C’est ainsi que Marx (1818-1883) considérait que la dette publique était sans lien nécessaire avec le processus de production de capital et qu’elle n’était pas un titre sur du capital réel. Il l’assimilait à un capital fictif parce qu’il en voyait l’extinction dans la révolution, état préalable à la victoire du prolétariat. Aux yeux de Marx, cela allait même plus loin : comme la dette publique est un travail passé accumulé gagé par un travail futur, cette même dette devait être annulée par la négation de la propriété privée, qu’il percevait comme un obstacle à l’égalité sociale. Le nihiliste Proudhon (1809-1865) n’avait pas une vision très éloignée.

Quand on prolonge l’analyse marxiste, on doit immanquablement dresser le parallèle entre la dette publique et la monnaie. Ces deux notions constituent l’avers et le revers de la même réalité, puisque tant l’une que l’autre sont émises par les mêmes Etats. La monnaie est une dette financière tandis que la dette publique est une dette sociale.

Comme la dette publique, la monnaie est souveraine. Et, bizarrement, nous opérons la même confusion mentale avec la monnaie qu’avec la dette publique : nous conceptualisons la monnaie comme un acquis privé alors qu’elle reflète un bien public. Et, malgré que nous en soyons les débiteurs individuels, nous visualisons la dette publique comme une obligation collective qui nous est étrangère alors que nous bénéficions des biens publics. Comme la dette publique, la monnaie mesure la stabilité de l’agencement économique. En effet, une monnaie faible reflète un pays moins compétitif, et inversement. Pour cette raison, la crédibilité monétaire découle rarement d’un acte d’autorité. La garantie de la monnaie est plutôt un état de confiance. Sous cet angle, il est illusoire de croire que la monnaie met à l’abri d’un choc financier systémique. En cas de déflagration financière existentielle, la monnaie ne fournit aucune garantie à sa propre survie.

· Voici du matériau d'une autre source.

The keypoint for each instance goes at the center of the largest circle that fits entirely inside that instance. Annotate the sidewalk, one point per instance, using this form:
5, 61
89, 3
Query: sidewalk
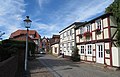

Si, aux yeux de Marx, la dette publique est un capital fictif, la monnaie ne l’est-elle pas davantage ? N’est-ce pas un immense jeu d’écriture qui repose sur de fragiles conventions ? La réponse est indécise parce que la dette publique et la monnaie sont des actes de convictions partagées.

Mais l’effarante réalité, c’est que lorsque la dette publique est trop importante, ce ne sont plus les créanciers qui obligent les débiteurs : ce sont les débiteurs qui imposent des effacements de dettes à leurs créanciers. C’est pour cela que l’excès d’endettement public met irrémédiablement en péril la monnaie. Pour résorber la dette, il faut soit dévoyer la monnaie (c’est-à-dire créer de l’inflation), soit effacer les dettes, comme lors du défaut grec ou de la confiscation des dépôts bancaires chypriotes. Dans ces deux cas de figure, il n’est pas possible de rembourser une dette publique incontrôlée sans corrompre la monnaie.

Marx ne pourrait avoir vu juste que si la résorption de la dette publique passe par la confiscation de la propriété privée, c’est-à-dire l’antimatière de l’économie de marché.